When the 'Kennametal is Expensive' Argument Fails

I've heard the complaint a hundred times: 'Kennametal is too expensive, we can get inserts for half the price.'

Had 2 hours to decide before a rush order. Normally I'd get multiple quotes and run trials, but there was no time. Went with the cheaper option based on price alone. In hindsight, I should have pushed back on the timeline. But with the production manager waiting, I made the call with incomplete information.

That rush order cost us $450 in rework when the inserts failed half-way through the run. The savings on inserts: $120. Net loss: $330—not even counting the machine downtime.

Now, our procurement policy requires trial runs for any new insert grade, regardless of vendor. We run 50 parts at the recommended feeds and speeds, measure tool wear, and calculate the total cost per part. It's an extra step, but it's saved us an estimated $15,000 over three years.

That said, Kennametal isn't always the right answer. For low-volume runs of soft materials—say, 50 parts in aluminum—the generic insert from a budget vendor at $4 per edge might be the better choice. The total cost per part is lower because the risk of failure is minimal and the tool life difference is negligible. I've done this myself for prototype jobs.

But for production runs of harder materials like stainless steel or titanium alloys, the data consistently favors the right Kennametal grade. The KC5410, for example, has a patented coating that handles heat better than any generic I've tested. The total cost per part is lower, despite the higher upfront price.

A Practical Recommendation for Buyers

Based on my 6 years of tracking Kennametal purchases, here's my advice: don't buy on price alone. Buy on total cost.

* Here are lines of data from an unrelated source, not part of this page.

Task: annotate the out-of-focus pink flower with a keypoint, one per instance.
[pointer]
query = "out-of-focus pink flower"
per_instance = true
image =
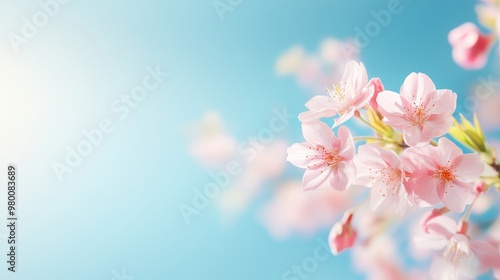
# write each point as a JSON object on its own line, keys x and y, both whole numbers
{"x": 295, "y": 211}
{"x": 487, "y": 110}
{"x": 443, "y": 174}
{"x": 488, "y": 12}
{"x": 470, "y": 46}
{"x": 458, "y": 257}
{"x": 342, "y": 235}
{"x": 211, "y": 145}
{"x": 328, "y": 160}
{"x": 310, "y": 72}
{"x": 291, "y": 61}
{"x": 382, "y": 170}
{"x": 429, "y": 215}
{"x": 378, "y": 260}
{"x": 269, "y": 163}
{"x": 378, "y": 87}
{"x": 421, "y": 111}
{"x": 351, "y": 95}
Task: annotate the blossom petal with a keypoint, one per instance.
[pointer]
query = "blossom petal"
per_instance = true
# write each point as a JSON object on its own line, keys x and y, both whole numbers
{"x": 468, "y": 167}
{"x": 448, "y": 151}
{"x": 346, "y": 142}
{"x": 416, "y": 86}
{"x": 343, "y": 176}
{"x": 299, "y": 154}
{"x": 316, "y": 179}
{"x": 424, "y": 187}
{"x": 414, "y": 136}
{"x": 454, "y": 197}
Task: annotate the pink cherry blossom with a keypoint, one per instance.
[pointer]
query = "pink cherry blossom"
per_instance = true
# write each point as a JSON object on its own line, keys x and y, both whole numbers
{"x": 470, "y": 47}
{"x": 457, "y": 257}
{"x": 345, "y": 99}
{"x": 443, "y": 174}
{"x": 382, "y": 170}
{"x": 421, "y": 111}
{"x": 294, "y": 211}
{"x": 328, "y": 160}
{"x": 342, "y": 235}
{"x": 211, "y": 144}
{"x": 378, "y": 87}
{"x": 429, "y": 215}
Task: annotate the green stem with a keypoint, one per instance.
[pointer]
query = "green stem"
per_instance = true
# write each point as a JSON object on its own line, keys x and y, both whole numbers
{"x": 375, "y": 139}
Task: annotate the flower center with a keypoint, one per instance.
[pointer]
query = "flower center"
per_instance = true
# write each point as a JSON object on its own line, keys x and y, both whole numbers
{"x": 444, "y": 173}
{"x": 455, "y": 252}
{"x": 332, "y": 158}
{"x": 340, "y": 95}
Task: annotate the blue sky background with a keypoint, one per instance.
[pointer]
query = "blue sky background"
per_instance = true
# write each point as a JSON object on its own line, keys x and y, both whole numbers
{"x": 119, "y": 207}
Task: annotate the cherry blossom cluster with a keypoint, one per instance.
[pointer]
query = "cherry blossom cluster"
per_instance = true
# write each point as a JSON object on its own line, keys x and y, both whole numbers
{"x": 408, "y": 164}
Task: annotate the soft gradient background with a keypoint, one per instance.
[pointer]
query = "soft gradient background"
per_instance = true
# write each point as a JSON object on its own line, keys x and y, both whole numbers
{"x": 119, "y": 208}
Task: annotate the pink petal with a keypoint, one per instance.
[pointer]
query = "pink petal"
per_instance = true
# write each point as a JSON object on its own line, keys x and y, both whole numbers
{"x": 448, "y": 151}
{"x": 390, "y": 106}
{"x": 316, "y": 179}
{"x": 468, "y": 167}
{"x": 444, "y": 101}
{"x": 416, "y": 86}
{"x": 345, "y": 116}
{"x": 442, "y": 226}
{"x": 346, "y": 142}
{"x": 343, "y": 176}
{"x": 413, "y": 136}
{"x": 437, "y": 125}
{"x": 454, "y": 197}
{"x": 299, "y": 154}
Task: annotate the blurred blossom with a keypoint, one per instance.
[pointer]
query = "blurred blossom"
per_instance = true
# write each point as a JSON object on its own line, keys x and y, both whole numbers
{"x": 291, "y": 61}
{"x": 319, "y": 69}
{"x": 292, "y": 210}
{"x": 488, "y": 113}
{"x": 470, "y": 46}
{"x": 378, "y": 259}
{"x": 268, "y": 164}
{"x": 211, "y": 145}
{"x": 342, "y": 235}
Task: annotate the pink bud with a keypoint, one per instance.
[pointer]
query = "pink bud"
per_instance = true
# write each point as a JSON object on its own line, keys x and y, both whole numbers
{"x": 470, "y": 46}
{"x": 342, "y": 235}
{"x": 378, "y": 87}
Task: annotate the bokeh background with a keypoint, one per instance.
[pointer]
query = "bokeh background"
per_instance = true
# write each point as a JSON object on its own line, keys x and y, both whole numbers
{"x": 118, "y": 211}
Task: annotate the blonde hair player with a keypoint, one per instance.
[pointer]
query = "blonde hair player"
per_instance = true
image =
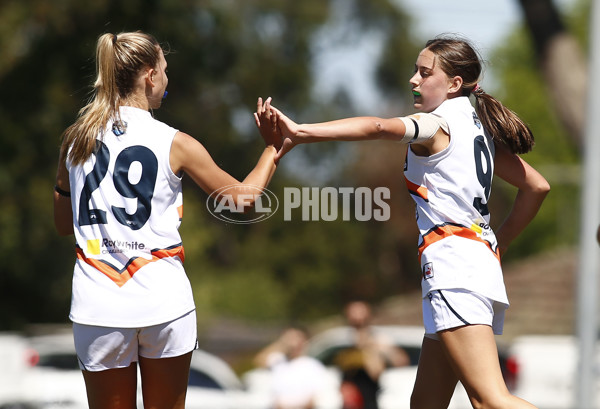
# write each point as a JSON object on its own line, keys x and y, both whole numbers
{"x": 454, "y": 150}
{"x": 118, "y": 189}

For a typical quarterly order of Kennametal KC720 inserts (500 inserts), the difference between the cheapest vendor and a reliable one might be $250. That's 2 hours of machine downtime. If the cheaper vendor's inserts cause 20 minutes of extra downtime per shift, you've lost money in the first shift.

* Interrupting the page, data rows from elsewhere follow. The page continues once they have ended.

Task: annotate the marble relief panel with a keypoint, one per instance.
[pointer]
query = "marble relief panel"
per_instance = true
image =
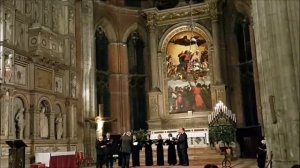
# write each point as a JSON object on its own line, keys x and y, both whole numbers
{"x": 43, "y": 79}
{"x": 20, "y": 74}
{"x": 20, "y": 34}
{"x": 58, "y": 84}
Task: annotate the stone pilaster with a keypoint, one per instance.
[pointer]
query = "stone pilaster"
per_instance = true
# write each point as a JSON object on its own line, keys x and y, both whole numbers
{"x": 88, "y": 61}
{"x": 216, "y": 58}
{"x": 51, "y": 126}
{"x": 27, "y": 124}
{"x": 153, "y": 49}
{"x": 118, "y": 86}
{"x": 276, "y": 30}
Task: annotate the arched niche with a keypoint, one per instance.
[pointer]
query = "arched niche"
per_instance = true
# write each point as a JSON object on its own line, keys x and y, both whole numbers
{"x": 187, "y": 69}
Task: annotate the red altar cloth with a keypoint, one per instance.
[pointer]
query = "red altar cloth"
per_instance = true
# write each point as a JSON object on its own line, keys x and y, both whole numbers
{"x": 63, "y": 161}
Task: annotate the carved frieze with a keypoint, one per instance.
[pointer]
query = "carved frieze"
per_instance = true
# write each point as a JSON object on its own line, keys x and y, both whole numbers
{"x": 171, "y": 16}
{"x": 44, "y": 42}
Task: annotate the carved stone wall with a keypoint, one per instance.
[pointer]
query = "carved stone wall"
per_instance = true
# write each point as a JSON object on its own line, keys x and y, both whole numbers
{"x": 37, "y": 69}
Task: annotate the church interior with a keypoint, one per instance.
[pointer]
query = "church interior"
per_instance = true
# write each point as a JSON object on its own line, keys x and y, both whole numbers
{"x": 153, "y": 66}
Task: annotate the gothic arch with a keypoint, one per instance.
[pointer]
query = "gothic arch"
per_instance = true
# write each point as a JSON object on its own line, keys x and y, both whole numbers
{"x": 61, "y": 106}
{"x": 108, "y": 29}
{"x": 24, "y": 99}
{"x": 47, "y": 100}
{"x": 183, "y": 27}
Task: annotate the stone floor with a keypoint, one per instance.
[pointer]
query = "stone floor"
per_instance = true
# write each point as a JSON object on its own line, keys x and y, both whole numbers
{"x": 240, "y": 163}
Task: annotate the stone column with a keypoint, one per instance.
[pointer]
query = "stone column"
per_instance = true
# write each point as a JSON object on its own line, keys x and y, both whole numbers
{"x": 255, "y": 74}
{"x": 276, "y": 29}
{"x": 64, "y": 116}
{"x": 88, "y": 74}
{"x": 52, "y": 125}
{"x": 153, "y": 49}
{"x": 218, "y": 87}
{"x": 216, "y": 59}
{"x": 118, "y": 87}
{"x": 27, "y": 124}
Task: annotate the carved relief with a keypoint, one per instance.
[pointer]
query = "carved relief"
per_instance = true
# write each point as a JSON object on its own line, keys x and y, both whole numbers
{"x": 47, "y": 13}
{"x": 5, "y": 108}
{"x": 20, "y": 40}
{"x": 213, "y": 8}
{"x": 73, "y": 85}
{"x": 43, "y": 79}
{"x": 8, "y": 26}
{"x": 73, "y": 54}
{"x": 36, "y": 11}
{"x": 8, "y": 64}
{"x": 58, "y": 84}
{"x": 71, "y": 21}
{"x": 20, "y": 74}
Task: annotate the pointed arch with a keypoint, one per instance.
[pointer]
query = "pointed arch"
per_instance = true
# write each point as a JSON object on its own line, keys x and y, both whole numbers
{"x": 108, "y": 29}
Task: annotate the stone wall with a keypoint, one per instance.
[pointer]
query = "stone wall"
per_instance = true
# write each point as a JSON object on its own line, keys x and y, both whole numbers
{"x": 39, "y": 77}
{"x": 276, "y": 29}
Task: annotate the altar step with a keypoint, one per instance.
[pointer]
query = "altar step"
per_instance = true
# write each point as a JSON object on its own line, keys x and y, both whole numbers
{"x": 198, "y": 154}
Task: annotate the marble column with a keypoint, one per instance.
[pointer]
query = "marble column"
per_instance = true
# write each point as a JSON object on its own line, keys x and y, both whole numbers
{"x": 118, "y": 87}
{"x": 216, "y": 59}
{"x": 52, "y": 125}
{"x": 276, "y": 28}
{"x": 255, "y": 74}
{"x": 64, "y": 116}
{"x": 88, "y": 54}
{"x": 27, "y": 124}
{"x": 153, "y": 51}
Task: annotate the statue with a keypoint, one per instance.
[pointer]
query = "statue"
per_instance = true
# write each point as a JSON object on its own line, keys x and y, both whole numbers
{"x": 59, "y": 126}
{"x": 44, "y": 131}
{"x": 20, "y": 122}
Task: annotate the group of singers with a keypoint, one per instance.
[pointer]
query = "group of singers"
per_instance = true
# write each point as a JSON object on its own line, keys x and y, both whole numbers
{"x": 131, "y": 145}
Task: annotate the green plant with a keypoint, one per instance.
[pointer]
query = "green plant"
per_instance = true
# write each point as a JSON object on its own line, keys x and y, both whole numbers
{"x": 224, "y": 133}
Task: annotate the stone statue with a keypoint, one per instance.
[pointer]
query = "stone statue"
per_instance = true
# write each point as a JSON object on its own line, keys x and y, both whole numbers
{"x": 44, "y": 131}
{"x": 20, "y": 122}
{"x": 59, "y": 126}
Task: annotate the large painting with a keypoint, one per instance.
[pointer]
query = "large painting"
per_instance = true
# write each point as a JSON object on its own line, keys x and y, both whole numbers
{"x": 188, "y": 73}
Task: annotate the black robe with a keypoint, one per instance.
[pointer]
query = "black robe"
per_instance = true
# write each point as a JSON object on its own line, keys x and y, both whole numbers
{"x": 160, "y": 152}
{"x": 136, "y": 147}
{"x": 148, "y": 152}
{"x": 171, "y": 151}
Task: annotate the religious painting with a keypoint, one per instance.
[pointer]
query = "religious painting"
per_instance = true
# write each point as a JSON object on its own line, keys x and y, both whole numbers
{"x": 43, "y": 79}
{"x": 188, "y": 73}
{"x": 20, "y": 74}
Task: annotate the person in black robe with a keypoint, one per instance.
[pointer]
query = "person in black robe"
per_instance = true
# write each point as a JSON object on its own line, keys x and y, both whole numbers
{"x": 148, "y": 151}
{"x": 178, "y": 149}
{"x": 182, "y": 147}
{"x": 109, "y": 151}
{"x": 171, "y": 150}
{"x": 160, "y": 150}
{"x": 136, "y": 147}
{"x": 100, "y": 147}
{"x": 126, "y": 148}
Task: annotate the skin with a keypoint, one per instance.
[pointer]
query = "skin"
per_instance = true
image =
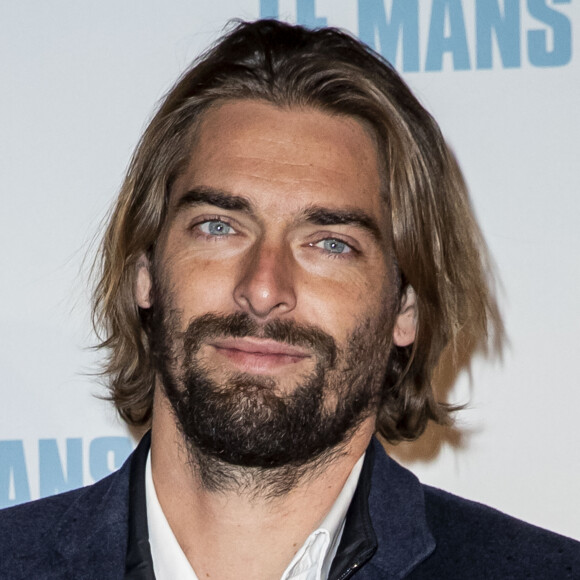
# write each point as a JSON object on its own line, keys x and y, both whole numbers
{"x": 271, "y": 260}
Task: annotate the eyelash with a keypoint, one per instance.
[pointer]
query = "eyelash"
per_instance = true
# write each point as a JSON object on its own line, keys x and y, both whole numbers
{"x": 195, "y": 227}
{"x": 352, "y": 253}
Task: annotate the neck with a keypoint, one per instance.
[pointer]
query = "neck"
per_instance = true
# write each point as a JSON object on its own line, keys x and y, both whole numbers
{"x": 254, "y": 520}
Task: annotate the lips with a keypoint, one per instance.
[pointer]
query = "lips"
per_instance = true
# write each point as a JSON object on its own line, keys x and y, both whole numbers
{"x": 260, "y": 356}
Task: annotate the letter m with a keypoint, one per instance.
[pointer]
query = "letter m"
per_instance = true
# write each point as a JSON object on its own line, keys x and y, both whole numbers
{"x": 383, "y": 33}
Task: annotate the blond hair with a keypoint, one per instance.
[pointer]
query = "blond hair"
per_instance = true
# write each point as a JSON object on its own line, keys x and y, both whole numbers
{"x": 437, "y": 244}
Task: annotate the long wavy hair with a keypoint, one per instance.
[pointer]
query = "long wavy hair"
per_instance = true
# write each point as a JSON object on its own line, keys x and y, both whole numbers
{"x": 437, "y": 244}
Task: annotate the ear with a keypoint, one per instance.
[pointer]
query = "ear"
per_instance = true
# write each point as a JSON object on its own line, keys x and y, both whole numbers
{"x": 406, "y": 323}
{"x": 142, "y": 288}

Most buyers focus on per-unit pricing and completely miss setup fees, revision costs, and shipping that can add 30-50% to the total. The question everyone asks is 'what's your best price?' The question they should ask is 'what's included in that price?' Someone I know in the industry compares the total cost of ownership before signing any contract. I've adopted that approach.

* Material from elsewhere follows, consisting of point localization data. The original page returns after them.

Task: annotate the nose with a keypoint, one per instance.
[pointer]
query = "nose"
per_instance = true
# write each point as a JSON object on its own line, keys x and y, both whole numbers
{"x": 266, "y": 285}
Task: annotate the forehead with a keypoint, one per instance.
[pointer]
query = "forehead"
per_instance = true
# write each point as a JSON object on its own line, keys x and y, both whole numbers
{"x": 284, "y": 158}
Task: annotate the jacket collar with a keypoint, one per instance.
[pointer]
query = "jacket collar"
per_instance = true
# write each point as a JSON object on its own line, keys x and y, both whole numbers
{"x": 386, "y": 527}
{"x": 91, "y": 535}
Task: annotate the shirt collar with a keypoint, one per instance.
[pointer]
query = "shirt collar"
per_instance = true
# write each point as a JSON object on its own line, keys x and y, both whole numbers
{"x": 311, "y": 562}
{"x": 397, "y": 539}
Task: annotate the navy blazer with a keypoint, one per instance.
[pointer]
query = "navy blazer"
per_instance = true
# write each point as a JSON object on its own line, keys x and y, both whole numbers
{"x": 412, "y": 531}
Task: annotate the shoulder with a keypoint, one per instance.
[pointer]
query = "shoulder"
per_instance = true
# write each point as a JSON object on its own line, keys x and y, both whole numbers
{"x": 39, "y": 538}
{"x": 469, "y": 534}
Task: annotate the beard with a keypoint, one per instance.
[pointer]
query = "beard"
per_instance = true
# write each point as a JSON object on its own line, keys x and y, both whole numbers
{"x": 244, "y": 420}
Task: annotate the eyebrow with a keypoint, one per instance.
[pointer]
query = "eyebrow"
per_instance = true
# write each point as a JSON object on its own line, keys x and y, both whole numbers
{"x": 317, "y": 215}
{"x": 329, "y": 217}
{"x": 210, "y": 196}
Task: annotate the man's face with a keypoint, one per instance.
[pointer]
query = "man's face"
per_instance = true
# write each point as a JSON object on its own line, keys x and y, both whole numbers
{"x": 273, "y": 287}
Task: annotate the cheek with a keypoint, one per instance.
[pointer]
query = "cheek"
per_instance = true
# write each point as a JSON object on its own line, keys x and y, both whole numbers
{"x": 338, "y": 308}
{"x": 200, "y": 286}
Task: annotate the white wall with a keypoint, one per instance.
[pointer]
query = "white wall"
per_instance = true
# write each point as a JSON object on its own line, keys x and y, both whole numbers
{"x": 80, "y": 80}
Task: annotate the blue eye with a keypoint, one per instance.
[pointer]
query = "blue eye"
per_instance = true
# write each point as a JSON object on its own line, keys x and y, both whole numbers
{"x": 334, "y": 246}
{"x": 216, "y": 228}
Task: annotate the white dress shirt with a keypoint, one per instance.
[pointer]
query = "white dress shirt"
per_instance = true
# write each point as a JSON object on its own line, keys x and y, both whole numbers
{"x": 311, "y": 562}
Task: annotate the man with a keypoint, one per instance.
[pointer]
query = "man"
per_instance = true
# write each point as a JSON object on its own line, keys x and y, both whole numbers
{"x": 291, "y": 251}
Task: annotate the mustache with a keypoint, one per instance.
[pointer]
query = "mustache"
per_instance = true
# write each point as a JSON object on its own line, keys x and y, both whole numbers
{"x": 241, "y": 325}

The second recommendation: schedule a technical consultation with Kennametal. Their engineers can recommend the exact grade and geometry for your application. It's a phone call that can save you thousands. I did this in 2023 for a new titanium alloy we were machining and got a recommendation that extended tool life by 38%.

The third recommendation: track your data. You can't optimize what you don't measure. Even a simple spreadsheet—date, insert type, cost, tool life, rejects, downtime—will reveal patterns you'd never see otherwise. I'd be happy to share our tracking template with anyone who asks. Not ideal for everyone, but it's been essential for us.

The Final Word

Kennametal inserts are not always the cheapest. But in my experience, they are often the most cost-effective—especially for production runs of harder materials. The KC5410 and KC720 grades, in particular, offer performance that justifies the premium.

That said, I should note that this is based on my experience with mid-volume machining of steel and stainless steel. If you're doing high-speed aluminum machining or high-volume production, your calculus might be different. The best advice I can give: run your own trials, track your own data, and calculate the total cost per part. The cheap insert might be the expensive choice.

Our process now includes quarterly reviews of Kennametal spending, comparing actual tool life against manufacturers' specs. When we spot a gap—say, an insert lasting 20% less than expected—we investigate. It's usually a feeds and speeds issue, not a product issue. Fixing that gap has saved us $2,500 this year alone.

The fundamentals haven't changed: you need the right tool for the job. But the execution has transformed with advanced grades and better data. What was best practice in 2020 may not apply in 2025. The KC5410 exists for a reason.